Local artists present showcase

Published 12:01 am Wednesday, May 16, 2012

The works of Jo Kelley and Walt Moore will be on display at the LAAC. | Kendra Bolling/Star-News

 

Two local artists are joining talents for an art show like no other, Lower Alabama Arts Coalition officials said Tuesday.

Walt Moore and Jo Kelley were busy Tuesday setting up the LAAC’s gallery with their broad array of paintings, pottery and sculpture.

“Walter and I are very pleased the arts council has given us the opportunity to show our work in our home town,” Kelley said. “We hope that everyone interested in the visual arts or who have children interested will come to Friday’s reception.”

The reception will be held Friday from 6 p.m. until 8 p.m.

Moore works primarily in abstract art using mixed media and describes himself as a “self-taught artist”

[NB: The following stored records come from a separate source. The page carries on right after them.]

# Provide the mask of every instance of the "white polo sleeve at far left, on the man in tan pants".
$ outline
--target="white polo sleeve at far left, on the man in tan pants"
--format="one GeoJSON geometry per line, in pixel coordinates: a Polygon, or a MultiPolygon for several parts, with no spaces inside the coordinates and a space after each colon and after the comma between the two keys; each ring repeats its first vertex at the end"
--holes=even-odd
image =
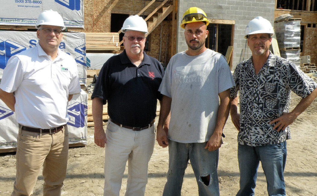
{"type": "Polygon", "coordinates": [[[23,64],[17,56],[12,56],[3,70],[0,88],[12,93],[20,86],[23,80],[23,64]]]}

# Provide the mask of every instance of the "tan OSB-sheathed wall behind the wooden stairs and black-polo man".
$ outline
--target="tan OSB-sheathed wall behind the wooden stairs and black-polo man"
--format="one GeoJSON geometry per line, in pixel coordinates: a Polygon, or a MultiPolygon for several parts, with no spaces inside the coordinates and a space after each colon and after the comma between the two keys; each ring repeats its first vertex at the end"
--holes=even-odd
{"type": "MultiPolygon", "coordinates": [[[[141,11],[148,3],[150,3],[148,0],[84,0],[85,27],[84,30],[78,31],[95,33],[113,32],[111,31],[111,14],[135,15],[138,14],[139,11],[141,11]]],[[[161,0],[157,0],[148,9],[146,9],[146,11],[141,14],[141,16],[149,15],[161,3],[161,0]]],[[[171,58],[171,21],[166,20],[161,24],[155,28],[151,34],[149,34],[149,51],[146,53],[154,58],[161,59],[161,62],[164,63],[165,61],[168,62],[171,58]],[[163,25],[162,34],[161,24],[163,25]],[[162,44],[160,44],[160,39],[162,39],[162,44]],[[166,43],[168,45],[167,52],[166,43]],[[159,58],[160,48],[161,58],[159,58]]]]}

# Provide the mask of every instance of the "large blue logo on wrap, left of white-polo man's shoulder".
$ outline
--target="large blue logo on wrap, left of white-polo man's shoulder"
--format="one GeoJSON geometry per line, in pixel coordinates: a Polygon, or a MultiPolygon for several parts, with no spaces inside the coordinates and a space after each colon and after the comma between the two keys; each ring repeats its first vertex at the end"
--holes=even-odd
{"type": "Polygon", "coordinates": [[[10,40],[0,40],[0,69],[4,69],[13,55],[26,50],[26,47],[10,40]]]}

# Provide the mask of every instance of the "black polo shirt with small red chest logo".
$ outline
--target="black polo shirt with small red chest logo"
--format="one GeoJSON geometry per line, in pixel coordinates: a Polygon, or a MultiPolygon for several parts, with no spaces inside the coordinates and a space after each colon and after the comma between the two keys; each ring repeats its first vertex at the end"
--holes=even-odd
{"type": "Polygon", "coordinates": [[[103,64],[91,96],[108,102],[108,115],[125,126],[142,127],[156,116],[158,91],[164,76],[159,61],[145,52],[139,67],[131,63],[126,50],[103,64]]]}

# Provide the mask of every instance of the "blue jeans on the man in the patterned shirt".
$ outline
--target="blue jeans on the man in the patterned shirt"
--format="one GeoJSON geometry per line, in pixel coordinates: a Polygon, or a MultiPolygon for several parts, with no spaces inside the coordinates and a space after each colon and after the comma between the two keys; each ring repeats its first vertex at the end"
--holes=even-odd
{"type": "Polygon", "coordinates": [[[280,144],[248,146],[238,144],[240,190],[237,196],[255,195],[257,170],[261,161],[269,196],[285,196],[284,168],[286,141],[280,144]]]}

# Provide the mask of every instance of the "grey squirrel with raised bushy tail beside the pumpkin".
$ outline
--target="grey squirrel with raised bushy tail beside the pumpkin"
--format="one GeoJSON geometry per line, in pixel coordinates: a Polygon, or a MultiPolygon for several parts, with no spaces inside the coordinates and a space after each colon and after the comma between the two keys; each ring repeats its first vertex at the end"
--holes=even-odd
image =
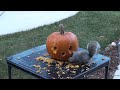
{"type": "Polygon", "coordinates": [[[73,51],[73,55],[68,59],[74,64],[93,64],[92,57],[100,51],[100,44],[97,41],[91,41],[87,44],[87,50],[73,51]]]}

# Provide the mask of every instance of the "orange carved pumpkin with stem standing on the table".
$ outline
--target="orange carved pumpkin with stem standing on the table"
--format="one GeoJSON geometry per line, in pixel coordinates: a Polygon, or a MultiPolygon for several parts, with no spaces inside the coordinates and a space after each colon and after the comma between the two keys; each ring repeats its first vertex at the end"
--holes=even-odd
{"type": "Polygon", "coordinates": [[[60,32],[53,32],[47,37],[46,48],[53,59],[66,61],[78,49],[78,39],[72,32],[64,32],[62,24],[59,29],[60,32]]]}

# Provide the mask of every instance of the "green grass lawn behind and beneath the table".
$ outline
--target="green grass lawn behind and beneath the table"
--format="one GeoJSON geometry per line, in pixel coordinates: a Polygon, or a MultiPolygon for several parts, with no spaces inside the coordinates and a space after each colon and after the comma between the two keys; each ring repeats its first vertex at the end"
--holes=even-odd
{"type": "MultiPolygon", "coordinates": [[[[117,11],[81,11],[51,25],[3,35],[0,36],[0,78],[8,78],[6,57],[45,44],[47,36],[58,31],[60,23],[64,24],[65,31],[76,34],[82,48],[86,48],[91,40],[97,40],[104,49],[107,44],[120,38],[120,12],[117,11]]],[[[34,78],[14,68],[12,76],[14,79],[34,78]]]]}

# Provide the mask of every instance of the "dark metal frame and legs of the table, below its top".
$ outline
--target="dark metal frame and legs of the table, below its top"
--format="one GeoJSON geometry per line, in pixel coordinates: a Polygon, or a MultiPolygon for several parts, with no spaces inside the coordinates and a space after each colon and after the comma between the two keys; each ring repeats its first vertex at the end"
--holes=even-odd
{"type": "MultiPolygon", "coordinates": [[[[11,62],[10,58],[7,58],[6,61],[7,61],[7,64],[8,64],[8,78],[9,79],[12,79],[12,75],[11,75],[11,73],[12,73],[12,67],[20,69],[20,70],[22,70],[22,71],[24,71],[24,72],[26,72],[26,73],[28,73],[30,75],[33,75],[33,76],[35,76],[37,78],[45,79],[43,77],[40,77],[36,73],[34,73],[32,71],[29,71],[29,70],[26,70],[25,68],[23,68],[23,67],[15,64],[15,63],[13,63],[13,62],[11,62]]],[[[91,73],[95,72],[96,70],[99,70],[100,68],[103,68],[103,67],[105,68],[105,79],[108,79],[109,61],[107,61],[107,62],[105,62],[103,64],[100,64],[99,66],[96,66],[94,68],[91,68],[90,70],[87,70],[87,71],[85,71],[83,73],[79,73],[79,75],[73,77],[73,79],[80,79],[80,78],[86,79],[87,75],[89,75],[89,74],[91,74],[91,73]]],[[[52,78],[49,78],[49,79],[52,79],[52,78]]]]}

“I’ve had no lessons to my knowledge,” he said. “I’ve always been a doodler. I was always the one drawing sketches in my textbook, but my first real attempt was at acrylics, doing landscape scenes and old buildings.”

Moore said he put down his painting for more than a decade.

“When I started back, for some strange reason, I tried abstract,” he said. “This may sound crazy, but when I decide to paint, I have no clue what I’m going to do. I usually paint on wood, and then I’ll surround myself with paint and have at it. Sometimes it looks like a train wreck.”

Moore said his favorite pieces tend to always be the right combination of orange and red.

“For example, my ‘Two Ways’ and ‘Down at Green River,’ ” he said. “They all incorporate red and orange. I also mixed in brown and green in ‘Fire Dance.’ ”

Kelley, on the other hand, is a contemporary painter, known around the county for her ladies in flowers paintings.

“About five years ago, I decided to choose a subject and revisit it to see what I learned,” she said. “I was taking a figure drawing class, and decided to put my figures in my drawings, so I decided to do sunflowers again and again with a figure in it, and most have a woman in them.

“My favorite is ‘Flower Power’ because of the texture I was able to achieve,” she said. “I owe that to Walter because he gave me the surface. We’re neighbors.”

Kelley also started making pottery after Larry Manning encouraged her to learn to “throw pots.”

“Now I have the Hayfield Studio on the Conecuh,” she said. “That’s where I paint and make pottery.”

Kelley described herself as a “lifetime student.”

“I’ve always done art,” she said.

“I’ve had wonderful instructors who have given me good tools and helped show me the way.”

The exhibition is made possible by grants from the Alabama State Council on the Arts and the National Endowment for the Arts.